Administrative segregation is usually much worse for people in prison than disciplinary segregation in large part because it can go on indefinitely. The practice is supposed to be used to ensure the “safety and security” of the prison as a whole. While the current approach serves the interests of prison administrators, it undermines inmates’ basic human rights. Prison wardens have discretion to use administrative segregation against anyone they deem to be too complicated or risky to be placed in general population, but inmates are afforded fewer procedural guarantees.
In the federal prison system, one out of every four people has spent time in solitary confinement (or administrative segregation or, for that matter, any other term you want to use to describe the cruel and unusual practice of placing people in total isolation for up to 23 hours a day without knowing when or how they will be released).
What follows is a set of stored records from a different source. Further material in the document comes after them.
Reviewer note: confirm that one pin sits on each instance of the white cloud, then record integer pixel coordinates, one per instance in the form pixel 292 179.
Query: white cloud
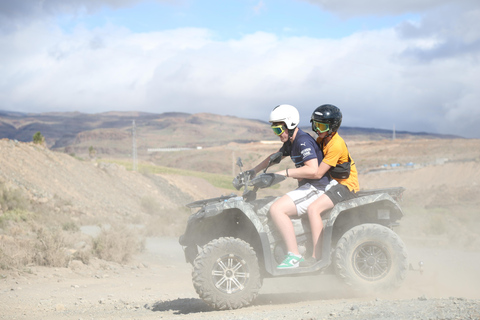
pixel 352 8
pixel 409 76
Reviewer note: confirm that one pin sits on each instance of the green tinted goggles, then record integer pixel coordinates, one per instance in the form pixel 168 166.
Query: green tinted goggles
pixel 320 127
pixel 278 130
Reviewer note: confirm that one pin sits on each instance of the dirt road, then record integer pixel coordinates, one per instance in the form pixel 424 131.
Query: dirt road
pixel 158 286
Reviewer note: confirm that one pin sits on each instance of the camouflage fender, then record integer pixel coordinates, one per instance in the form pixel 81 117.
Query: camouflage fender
pixel 385 210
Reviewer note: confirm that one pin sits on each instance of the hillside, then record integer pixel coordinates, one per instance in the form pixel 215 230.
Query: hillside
pixel 111 134
pixel 111 235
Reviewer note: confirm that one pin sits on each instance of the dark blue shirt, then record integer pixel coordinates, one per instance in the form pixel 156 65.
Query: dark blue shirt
pixel 302 149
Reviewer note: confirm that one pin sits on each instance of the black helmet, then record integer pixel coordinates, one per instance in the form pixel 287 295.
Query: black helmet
pixel 329 114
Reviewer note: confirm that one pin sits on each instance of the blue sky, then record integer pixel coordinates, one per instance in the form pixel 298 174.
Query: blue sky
pixel 412 64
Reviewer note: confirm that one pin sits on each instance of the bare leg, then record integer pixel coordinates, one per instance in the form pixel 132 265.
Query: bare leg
pixel 314 215
pixel 281 211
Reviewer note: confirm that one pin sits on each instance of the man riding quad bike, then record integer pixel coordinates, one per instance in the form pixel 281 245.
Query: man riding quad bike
pixel 233 245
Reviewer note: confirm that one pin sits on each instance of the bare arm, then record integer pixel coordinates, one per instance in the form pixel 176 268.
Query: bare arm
pixel 308 171
pixel 262 165
pixel 322 170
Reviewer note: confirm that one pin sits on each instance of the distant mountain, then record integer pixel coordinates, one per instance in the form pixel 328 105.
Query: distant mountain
pixel 111 132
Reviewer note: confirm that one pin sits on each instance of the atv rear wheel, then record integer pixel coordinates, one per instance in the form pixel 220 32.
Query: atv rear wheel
pixel 226 274
pixel 371 258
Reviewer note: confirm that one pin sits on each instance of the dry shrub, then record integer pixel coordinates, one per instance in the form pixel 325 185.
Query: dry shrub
pixel 167 223
pixel 118 244
pixel 14 253
pixel 50 248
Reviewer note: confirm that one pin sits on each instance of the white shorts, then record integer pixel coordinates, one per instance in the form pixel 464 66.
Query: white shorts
pixel 303 196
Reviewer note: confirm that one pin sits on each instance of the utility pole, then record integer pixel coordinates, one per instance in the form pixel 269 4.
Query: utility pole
pixel 134 146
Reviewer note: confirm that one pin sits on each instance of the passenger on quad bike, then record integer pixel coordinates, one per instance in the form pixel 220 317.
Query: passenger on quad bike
pixel 306 155
pixel 337 163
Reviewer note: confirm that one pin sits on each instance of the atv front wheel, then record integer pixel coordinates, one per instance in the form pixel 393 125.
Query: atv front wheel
pixel 371 258
pixel 226 274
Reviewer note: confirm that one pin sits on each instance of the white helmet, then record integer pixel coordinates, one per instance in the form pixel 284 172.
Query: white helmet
pixel 287 114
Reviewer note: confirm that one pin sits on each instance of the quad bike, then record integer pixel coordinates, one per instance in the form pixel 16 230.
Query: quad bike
pixel 233 245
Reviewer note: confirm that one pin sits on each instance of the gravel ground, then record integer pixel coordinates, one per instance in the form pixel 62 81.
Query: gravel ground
pixel 153 289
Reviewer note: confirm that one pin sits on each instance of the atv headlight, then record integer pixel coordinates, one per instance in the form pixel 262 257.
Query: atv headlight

Almost 20 years ago, Justice Louise Arbour — who would later be appointed a justice of the Supreme Court of Canada and the United Nations High Commissioner for Human Rights — recommended that the federal government impose strict time limits on the isolation of people in prison. Last year, the Correctional Investigator called on the federal government to prohibit solitary confinement of those with serious mental-health issues. The deaths of Ashley Smith and Edward Showshoe sparked calls for more robust prison oversight mechanisms.
The federal government’s chronic failure to respond to these recommendations has forced the B.C. Civil Liberties Association and the John Howard Society to launch a constitutional challenge to current practices.
It is trite to say that, to respond to a problem, you first have to acknowledge that you have one. If the Attorney General’s response — that there is simply no such thing as solitary confinement in our country — is any indication, we may be years away from redressing the daily human-rights abuses experienced by people in Canada’s federal prison system.